Society has a tendency to overlook just how complicated the world we live in is. Just take something simple like being able to listen to a song on your phone. For this service to be available there needs to be an artist willing to make the music, a sound engineer willing to record the music, a producer willing to mix together these recordings, a record company willing to distribute the recordings, a music streaming service willing to supply those recordings, a technology company to make a device the streaming service can be used on, and customers willing to buy the service, and employers willing to pay these customers so they can afford the service.

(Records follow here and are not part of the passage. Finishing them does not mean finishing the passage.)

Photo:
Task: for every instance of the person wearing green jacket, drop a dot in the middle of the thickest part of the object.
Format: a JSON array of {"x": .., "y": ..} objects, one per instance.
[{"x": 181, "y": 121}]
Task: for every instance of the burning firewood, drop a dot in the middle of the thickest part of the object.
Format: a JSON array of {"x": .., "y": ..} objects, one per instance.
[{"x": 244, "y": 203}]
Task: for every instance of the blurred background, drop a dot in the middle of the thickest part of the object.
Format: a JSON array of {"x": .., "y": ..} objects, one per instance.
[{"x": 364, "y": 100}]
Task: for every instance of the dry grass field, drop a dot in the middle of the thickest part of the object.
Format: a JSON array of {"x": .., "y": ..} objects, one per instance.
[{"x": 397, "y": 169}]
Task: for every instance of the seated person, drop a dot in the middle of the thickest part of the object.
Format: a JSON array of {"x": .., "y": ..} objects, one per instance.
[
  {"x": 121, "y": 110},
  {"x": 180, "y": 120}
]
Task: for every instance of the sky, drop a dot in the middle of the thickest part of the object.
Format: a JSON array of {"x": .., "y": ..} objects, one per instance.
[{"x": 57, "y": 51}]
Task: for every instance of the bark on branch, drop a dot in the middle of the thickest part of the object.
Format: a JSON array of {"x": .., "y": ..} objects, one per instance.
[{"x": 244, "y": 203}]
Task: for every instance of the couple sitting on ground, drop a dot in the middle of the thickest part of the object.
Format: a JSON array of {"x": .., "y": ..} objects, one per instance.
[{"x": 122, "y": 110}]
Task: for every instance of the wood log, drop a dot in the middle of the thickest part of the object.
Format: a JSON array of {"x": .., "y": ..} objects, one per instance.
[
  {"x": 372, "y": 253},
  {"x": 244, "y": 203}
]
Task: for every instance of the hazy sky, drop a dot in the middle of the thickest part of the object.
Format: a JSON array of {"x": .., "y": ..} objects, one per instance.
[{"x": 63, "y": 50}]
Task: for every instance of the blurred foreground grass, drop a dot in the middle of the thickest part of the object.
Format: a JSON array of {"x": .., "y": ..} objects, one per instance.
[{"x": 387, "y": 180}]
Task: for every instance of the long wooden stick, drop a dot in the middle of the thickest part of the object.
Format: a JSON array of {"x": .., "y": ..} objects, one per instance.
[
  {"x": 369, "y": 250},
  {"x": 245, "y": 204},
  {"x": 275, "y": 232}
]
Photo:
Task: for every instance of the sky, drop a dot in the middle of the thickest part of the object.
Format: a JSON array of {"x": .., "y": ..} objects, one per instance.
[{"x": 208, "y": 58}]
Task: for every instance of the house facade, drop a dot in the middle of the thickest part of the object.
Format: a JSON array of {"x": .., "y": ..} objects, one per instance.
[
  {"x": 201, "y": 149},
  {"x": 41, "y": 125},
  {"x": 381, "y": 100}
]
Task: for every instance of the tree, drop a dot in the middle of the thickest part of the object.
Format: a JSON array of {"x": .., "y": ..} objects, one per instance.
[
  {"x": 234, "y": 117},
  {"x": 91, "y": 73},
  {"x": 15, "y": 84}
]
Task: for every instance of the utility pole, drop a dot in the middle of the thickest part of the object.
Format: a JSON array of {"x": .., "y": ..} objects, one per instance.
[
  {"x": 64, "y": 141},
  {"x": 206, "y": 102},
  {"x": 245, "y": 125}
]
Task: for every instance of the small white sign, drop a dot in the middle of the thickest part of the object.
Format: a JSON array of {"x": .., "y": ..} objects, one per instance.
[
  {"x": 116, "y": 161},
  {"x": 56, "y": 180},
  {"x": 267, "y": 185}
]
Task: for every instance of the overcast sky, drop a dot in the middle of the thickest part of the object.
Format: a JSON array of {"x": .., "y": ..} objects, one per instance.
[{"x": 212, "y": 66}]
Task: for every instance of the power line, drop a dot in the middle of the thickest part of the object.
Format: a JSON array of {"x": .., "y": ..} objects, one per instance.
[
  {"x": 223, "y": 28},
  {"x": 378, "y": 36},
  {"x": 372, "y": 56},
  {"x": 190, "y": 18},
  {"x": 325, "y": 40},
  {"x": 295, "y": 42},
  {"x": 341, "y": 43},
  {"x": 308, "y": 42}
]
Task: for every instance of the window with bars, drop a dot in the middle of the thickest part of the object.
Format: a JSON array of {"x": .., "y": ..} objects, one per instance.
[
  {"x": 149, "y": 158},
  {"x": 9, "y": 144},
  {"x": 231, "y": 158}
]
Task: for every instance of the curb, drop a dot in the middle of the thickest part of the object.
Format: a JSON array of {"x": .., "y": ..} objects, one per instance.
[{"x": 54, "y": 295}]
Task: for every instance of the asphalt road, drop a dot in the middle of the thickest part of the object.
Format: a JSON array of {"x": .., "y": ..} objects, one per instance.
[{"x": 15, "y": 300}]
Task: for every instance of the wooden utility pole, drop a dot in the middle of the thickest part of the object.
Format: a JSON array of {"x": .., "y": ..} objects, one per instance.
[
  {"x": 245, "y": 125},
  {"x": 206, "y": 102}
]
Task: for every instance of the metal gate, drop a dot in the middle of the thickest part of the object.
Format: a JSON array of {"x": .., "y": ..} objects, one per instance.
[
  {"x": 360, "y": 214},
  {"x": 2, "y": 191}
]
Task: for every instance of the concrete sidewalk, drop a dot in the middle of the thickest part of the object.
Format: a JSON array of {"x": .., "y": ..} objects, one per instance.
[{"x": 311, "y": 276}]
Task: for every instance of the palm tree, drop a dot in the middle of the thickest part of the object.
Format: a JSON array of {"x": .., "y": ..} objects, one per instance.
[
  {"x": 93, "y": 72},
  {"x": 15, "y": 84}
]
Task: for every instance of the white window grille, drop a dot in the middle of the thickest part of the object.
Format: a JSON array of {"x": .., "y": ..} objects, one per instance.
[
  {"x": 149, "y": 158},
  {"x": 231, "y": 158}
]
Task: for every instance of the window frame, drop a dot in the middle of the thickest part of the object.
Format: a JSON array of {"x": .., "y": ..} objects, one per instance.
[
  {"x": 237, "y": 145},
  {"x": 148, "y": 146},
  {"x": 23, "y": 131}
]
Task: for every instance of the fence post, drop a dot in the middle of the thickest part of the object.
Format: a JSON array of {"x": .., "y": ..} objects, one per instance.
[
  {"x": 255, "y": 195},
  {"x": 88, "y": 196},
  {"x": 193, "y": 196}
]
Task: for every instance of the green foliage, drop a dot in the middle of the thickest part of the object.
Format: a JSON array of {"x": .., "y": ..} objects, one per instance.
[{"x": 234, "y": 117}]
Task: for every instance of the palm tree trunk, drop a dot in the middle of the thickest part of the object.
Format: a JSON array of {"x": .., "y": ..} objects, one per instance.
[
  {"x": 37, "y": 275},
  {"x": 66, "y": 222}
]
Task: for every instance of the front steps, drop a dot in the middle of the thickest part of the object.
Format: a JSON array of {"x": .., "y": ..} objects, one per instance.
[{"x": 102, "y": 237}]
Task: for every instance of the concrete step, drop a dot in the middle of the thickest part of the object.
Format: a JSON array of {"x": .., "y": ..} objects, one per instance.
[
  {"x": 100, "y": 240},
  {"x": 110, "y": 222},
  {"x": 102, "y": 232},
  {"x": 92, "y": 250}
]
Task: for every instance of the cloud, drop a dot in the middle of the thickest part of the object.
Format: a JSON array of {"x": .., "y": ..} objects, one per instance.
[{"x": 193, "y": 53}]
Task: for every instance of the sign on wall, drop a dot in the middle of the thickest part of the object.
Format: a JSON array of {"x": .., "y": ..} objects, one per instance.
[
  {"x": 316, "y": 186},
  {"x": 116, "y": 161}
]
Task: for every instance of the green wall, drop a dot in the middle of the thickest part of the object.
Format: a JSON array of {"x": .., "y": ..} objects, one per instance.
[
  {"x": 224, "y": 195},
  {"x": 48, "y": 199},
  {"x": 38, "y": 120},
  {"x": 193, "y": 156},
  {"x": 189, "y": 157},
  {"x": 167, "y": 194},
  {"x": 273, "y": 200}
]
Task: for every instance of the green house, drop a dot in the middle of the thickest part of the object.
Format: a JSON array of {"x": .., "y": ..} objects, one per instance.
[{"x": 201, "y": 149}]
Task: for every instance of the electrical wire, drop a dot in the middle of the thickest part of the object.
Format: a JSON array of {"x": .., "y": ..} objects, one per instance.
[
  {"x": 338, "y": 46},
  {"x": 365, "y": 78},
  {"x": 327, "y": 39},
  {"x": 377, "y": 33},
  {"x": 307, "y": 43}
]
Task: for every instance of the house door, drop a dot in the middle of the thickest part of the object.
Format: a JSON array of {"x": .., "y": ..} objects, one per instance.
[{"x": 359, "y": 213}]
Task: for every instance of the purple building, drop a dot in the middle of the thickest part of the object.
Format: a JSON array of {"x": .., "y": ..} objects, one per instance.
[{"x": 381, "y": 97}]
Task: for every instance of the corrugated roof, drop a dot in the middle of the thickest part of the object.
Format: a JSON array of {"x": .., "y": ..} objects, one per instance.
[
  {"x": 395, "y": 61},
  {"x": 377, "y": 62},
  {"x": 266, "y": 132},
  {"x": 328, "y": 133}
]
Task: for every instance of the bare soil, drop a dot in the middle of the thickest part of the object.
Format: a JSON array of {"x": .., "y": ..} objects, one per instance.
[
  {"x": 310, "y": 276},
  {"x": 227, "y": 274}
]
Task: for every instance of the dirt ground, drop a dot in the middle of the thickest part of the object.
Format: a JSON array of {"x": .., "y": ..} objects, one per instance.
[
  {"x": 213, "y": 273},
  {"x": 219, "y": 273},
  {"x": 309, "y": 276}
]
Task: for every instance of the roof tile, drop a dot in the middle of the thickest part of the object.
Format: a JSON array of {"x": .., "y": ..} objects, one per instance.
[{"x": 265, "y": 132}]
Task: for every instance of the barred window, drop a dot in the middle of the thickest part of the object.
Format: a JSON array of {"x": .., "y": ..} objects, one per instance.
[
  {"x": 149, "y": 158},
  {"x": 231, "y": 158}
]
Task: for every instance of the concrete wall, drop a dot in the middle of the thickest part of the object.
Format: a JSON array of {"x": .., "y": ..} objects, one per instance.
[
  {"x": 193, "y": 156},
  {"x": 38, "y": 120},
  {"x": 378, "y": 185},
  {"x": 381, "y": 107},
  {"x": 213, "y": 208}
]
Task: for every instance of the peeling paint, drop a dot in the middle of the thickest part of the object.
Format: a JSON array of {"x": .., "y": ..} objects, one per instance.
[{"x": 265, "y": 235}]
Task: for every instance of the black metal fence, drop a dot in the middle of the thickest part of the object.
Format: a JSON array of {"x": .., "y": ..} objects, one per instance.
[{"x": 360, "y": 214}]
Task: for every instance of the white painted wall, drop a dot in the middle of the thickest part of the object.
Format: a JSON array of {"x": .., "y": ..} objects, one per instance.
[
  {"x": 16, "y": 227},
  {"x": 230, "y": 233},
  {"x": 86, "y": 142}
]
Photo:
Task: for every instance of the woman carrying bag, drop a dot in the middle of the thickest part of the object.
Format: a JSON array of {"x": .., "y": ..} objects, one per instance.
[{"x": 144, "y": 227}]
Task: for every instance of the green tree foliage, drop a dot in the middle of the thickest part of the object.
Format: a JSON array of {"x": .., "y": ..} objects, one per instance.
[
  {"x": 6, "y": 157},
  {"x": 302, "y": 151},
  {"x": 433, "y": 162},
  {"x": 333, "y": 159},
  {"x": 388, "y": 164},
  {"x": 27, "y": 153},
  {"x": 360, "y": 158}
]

When you consider all of this, it’s actually a miracle that anything gets done. The world we live in is a very complicated, intricate, and interlinked ecosystem. Yet everything still manages to function because everyone seems to do their own individual job. What is so amazing about this is that the majority of the people in the world do this willingly, without needing to be told to do so. Fair enough, a lot of the people don’t like doing their job, but they still do it. In economics this is referred to as the power of the invisible hand.
The concept of the invisible hand has its route in the work of the father of economics, Adam Smith. Smith uses this image of an invisible hand to show the societal benefits that arise out of individuals acting in their own self-interest, and provides this quote which has become the most famous quote in the field of economics.
“It is not from the benevolence of the butcher, the brewer, or the baker that we expect our dinner, but from their regard to their own interest” – Adam Smith, 1776
What Smith is trying to say here is that the reason the butcher provides us with food to eat is not because he is worried that we are hungry, but because he knows we will provide him with money in exchange for the food. So by us acting in our own self-interest and buying food when we are hungry, and the butcher acting in his own self-interest and providing food to people in exchange for money, everyone gains from doing what is in their own self-interest. This may seem like a simple idea, but it is crucial to the functioning of our entire economy, voluntary exchange is the very foundation which capitalism is built on.
So the reason I can listen to music is not because Spotify want me to listen to it. It’s because Spotify want money and I want music, so I provide them with what they want and they provide me with what I want and everyone is better off. So everyone in society gets what they need not because people are generous, but because people are selfish.